The closure of the broadcaster is said to be one of 13 wide-ranging demands placed on Doha by Saudi Arabia and its allies as the price for lifting an almost three-week long blockade on Qatar.
“We in the network believe that any call for closing down Al Jazeera is nothing but an attempt to silence the freedom of expression in the region and to suppress people’s right to information,” the broadcaster said in a statement.
Al Jazeera added that it “deplores” calls for its closure.
Turkey rejected a call from four Arab states yesterday to shut down its military base in Qatar, saying the base was a guarantor of security in the Gulf and demands for its closure represented interference in its ties with Doha.
Defence Minister Fikri Isik told Turkish broadcaster NTV that he had not yet seen a request for the closure of the base, but made clear Ankara had no plans to review a 2014 agreement with Qatar which led to it being set up.
“If there is such a demand, it will mean interference in bilateral ties,” Isik said, suggesting instead that Turkey might continue to bolster its presence in Qatar.
Britain’s Foreign Secretary has said that a major diplomatic crisis in the Gulf will end only when “measured and realistic” conditions are discussed, in comments made shortly after a 13-point ultimatum was reportedly issued by a Saudi-led bloc of countries that have cut ties with Qatar.
“Gulf unity can only be restored when all countries involved are willing to discuss terms that are measured and realistic,” Boris Johnson said on Friday, according to a statement published by the UK’s Foreign and Commonwealth Office.
“The UK calls upon the Gulf states to find a way of deescalating the situation and lifting the current embargo and restrictions which are having an impact on the everyday lives of people in the region,” Johnson added.
A leading British publication, The Guardian, published an editorial yesterday, referring in the headline to the demand to shut Al Jazeera as “muzzling journalism”. “This is ridiculous.

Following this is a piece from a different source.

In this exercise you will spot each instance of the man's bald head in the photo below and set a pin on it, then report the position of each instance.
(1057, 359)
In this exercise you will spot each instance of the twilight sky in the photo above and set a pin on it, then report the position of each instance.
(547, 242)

Qatar’s neighbours want to gag media that raises questions about the way these nations are run,” the article said.
Sarah Leah Whitson, Middle East and North Africa director of Human Rights Watch, has said on Twitter: “The UAE and Saudi demand that Qatar shut down Al Jazeera doesn’t just punish Qatar; it punishes the millions of Arabs in the region from important news coverage. This is just an attempted expansion of the cowardly censorship they have inflicted on their own citizens, but it will fail.”

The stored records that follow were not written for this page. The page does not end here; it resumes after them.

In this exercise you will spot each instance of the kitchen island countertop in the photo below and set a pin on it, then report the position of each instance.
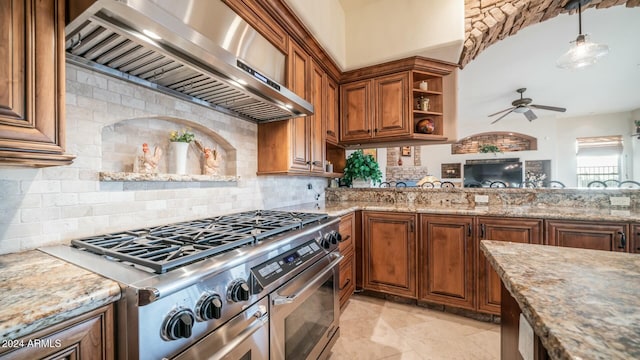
(583, 304)
(39, 290)
(339, 208)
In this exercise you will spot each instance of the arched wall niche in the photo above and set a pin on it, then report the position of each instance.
(122, 141)
(505, 141)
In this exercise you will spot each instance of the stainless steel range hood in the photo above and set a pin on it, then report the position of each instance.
(199, 50)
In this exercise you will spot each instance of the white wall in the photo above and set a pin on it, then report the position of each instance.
(363, 33)
(326, 21)
(54, 205)
(556, 142)
(379, 31)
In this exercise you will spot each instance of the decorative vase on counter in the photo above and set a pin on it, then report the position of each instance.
(360, 184)
(178, 163)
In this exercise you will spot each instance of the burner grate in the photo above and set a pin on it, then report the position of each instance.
(167, 247)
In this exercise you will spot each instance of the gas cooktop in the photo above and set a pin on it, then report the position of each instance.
(167, 247)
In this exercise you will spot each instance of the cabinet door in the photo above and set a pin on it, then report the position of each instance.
(32, 79)
(331, 111)
(298, 68)
(596, 236)
(347, 280)
(317, 121)
(527, 231)
(391, 114)
(347, 283)
(90, 336)
(347, 231)
(445, 270)
(389, 253)
(355, 101)
(635, 236)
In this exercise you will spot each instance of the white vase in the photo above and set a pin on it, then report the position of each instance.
(178, 163)
(359, 183)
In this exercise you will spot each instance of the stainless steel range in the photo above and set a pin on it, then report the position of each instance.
(252, 285)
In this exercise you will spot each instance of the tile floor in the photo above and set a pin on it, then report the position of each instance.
(372, 328)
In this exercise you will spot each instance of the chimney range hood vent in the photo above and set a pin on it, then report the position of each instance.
(197, 50)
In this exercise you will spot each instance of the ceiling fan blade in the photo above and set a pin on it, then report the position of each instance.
(500, 118)
(544, 107)
(530, 115)
(501, 111)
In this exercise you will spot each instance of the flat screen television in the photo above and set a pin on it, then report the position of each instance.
(483, 174)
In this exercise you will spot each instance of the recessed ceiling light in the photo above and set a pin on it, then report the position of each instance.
(151, 34)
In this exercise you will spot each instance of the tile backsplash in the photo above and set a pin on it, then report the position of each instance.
(46, 206)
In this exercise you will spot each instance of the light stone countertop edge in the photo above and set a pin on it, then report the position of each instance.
(39, 290)
(580, 302)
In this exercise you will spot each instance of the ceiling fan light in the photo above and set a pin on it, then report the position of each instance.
(582, 53)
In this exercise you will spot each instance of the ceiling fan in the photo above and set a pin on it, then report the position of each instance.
(523, 106)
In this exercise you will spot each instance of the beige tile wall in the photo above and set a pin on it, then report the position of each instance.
(40, 207)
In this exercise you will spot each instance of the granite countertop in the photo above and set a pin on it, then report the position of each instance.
(562, 213)
(583, 304)
(39, 290)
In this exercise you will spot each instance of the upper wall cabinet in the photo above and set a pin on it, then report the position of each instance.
(32, 77)
(410, 100)
(297, 146)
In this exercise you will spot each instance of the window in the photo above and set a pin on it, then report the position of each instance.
(599, 160)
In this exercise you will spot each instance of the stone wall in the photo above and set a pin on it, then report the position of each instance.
(487, 21)
(53, 205)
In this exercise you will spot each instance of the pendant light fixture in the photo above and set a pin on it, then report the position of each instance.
(582, 52)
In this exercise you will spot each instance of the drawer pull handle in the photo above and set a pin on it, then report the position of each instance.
(623, 240)
(345, 284)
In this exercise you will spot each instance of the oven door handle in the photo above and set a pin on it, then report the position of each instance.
(258, 320)
(283, 300)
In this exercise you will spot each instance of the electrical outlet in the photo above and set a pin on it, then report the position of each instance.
(482, 198)
(620, 200)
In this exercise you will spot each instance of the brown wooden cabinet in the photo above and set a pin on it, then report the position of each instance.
(386, 98)
(635, 238)
(501, 229)
(297, 146)
(379, 104)
(32, 83)
(389, 258)
(331, 110)
(347, 281)
(588, 235)
(89, 336)
(356, 111)
(445, 263)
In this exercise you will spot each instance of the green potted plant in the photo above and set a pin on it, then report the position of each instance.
(361, 169)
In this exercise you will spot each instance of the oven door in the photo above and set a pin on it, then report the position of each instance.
(305, 312)
(245, 337)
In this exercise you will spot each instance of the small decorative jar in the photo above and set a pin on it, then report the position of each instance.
(425, 126)
(424, 103)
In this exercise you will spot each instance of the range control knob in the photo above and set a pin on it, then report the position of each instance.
(325, 241)
(238, 291)
(209, 307)
(179, 324)
(336, 237)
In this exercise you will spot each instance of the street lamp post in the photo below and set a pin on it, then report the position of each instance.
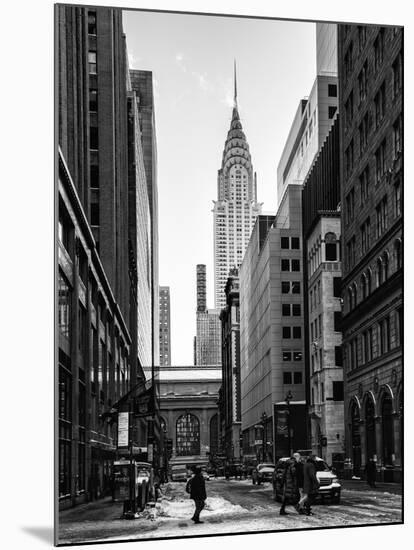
(264, 418)
(288, 399)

Sarah Leah Whitson, Middle East and North Africa director of Human Rights Watch, has said on Twitter: “The UAE and Saudi demand that Qatar shut down Al Jazeera doesn’t just punish Qatar; it punishes the millions of Arabs in the region from important news coverage. This is just an attempted expansion of the cowardly censorship they have inflicted on their own citizens, but it will fail.”
Sheikh Meshal bin Hamad al-Thani, Qatar’s ambassador to the US, said in an article published in Washington Post on Thursday that the allegations that Qatar supports “terrorism” and that it is a secret ally of Iran are just a smokescreen for an attempt to infringe upon Qatar’s sovereignty and punish it for its independence.